The movie, written by Claudio Galperin and Adriana Falcão, is told through the eyes of a 12-year-old boy, Mauro (Michel Joelsas), an ardent soccer fan whose activist parents tell him they’re going “on vacation” and will return for the World Cup finals. They leave him at the São Paolo apartment of his paternal grandfather, Mótel (Paulo Autran), an Orthodox Jewish barber. Unknown to the boy, his parents (Simone Spoladore, Eduardo Moreira) are going underground, and unknown to the parents, Mótel has died, leaving Mauro in the reluctant care of his neighbor, Shlomo (Germano Haiut) and the largely Jewish community of Bom Retiro.

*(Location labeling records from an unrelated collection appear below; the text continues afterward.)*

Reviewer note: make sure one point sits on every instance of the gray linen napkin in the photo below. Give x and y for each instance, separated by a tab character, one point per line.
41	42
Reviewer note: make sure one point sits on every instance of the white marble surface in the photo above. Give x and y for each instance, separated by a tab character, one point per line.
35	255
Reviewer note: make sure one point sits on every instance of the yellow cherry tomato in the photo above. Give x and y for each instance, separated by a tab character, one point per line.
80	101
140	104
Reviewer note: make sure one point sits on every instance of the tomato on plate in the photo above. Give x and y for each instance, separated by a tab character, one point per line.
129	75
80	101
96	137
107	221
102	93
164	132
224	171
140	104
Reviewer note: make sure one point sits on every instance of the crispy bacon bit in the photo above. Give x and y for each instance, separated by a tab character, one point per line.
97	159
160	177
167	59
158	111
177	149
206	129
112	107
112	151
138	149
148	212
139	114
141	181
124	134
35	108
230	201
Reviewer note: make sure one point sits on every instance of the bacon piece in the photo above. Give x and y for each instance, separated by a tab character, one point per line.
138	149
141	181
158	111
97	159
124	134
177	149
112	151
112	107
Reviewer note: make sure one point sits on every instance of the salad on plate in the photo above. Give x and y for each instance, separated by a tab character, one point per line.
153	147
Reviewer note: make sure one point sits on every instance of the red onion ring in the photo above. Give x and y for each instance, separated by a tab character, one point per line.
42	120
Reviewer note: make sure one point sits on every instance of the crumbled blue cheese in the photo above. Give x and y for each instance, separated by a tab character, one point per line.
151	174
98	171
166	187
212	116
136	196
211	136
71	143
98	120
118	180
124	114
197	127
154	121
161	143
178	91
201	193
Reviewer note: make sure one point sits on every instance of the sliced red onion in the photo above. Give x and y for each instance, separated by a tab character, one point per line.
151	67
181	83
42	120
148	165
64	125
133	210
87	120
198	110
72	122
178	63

Mauro's longing for his parents is palpably sad. For a time he moves into his dead grandfather’s apartment just to feel some family connection. He befriends the neighborhood children, including Hanna (the appealing Daniela Piepszyk), a clever, tomboyish girl who sells the boys peephole access to her mother’s dress-store fitting rooms.
The movie is organized around the fervor of the World Cup championship, with vintage footage of the famous games starring Pelé and other football luminaries of the day. Mauro is only vaguely aware of the political maelstrom surrounding him, and his naïve point of view is a disadvantage dramatically. The story of what happened to his parents would be a lot more interesting than the many scenes of people cheering at soccer games. But this is not so much a political story as a poignant melodrama about a boy caught up in events just beyond his understanding.
On that level, the movie is somewhat successful. Yet it does leave you hungry for something more substantial. (In Portuguese, English and Yiddish, with subtitles.)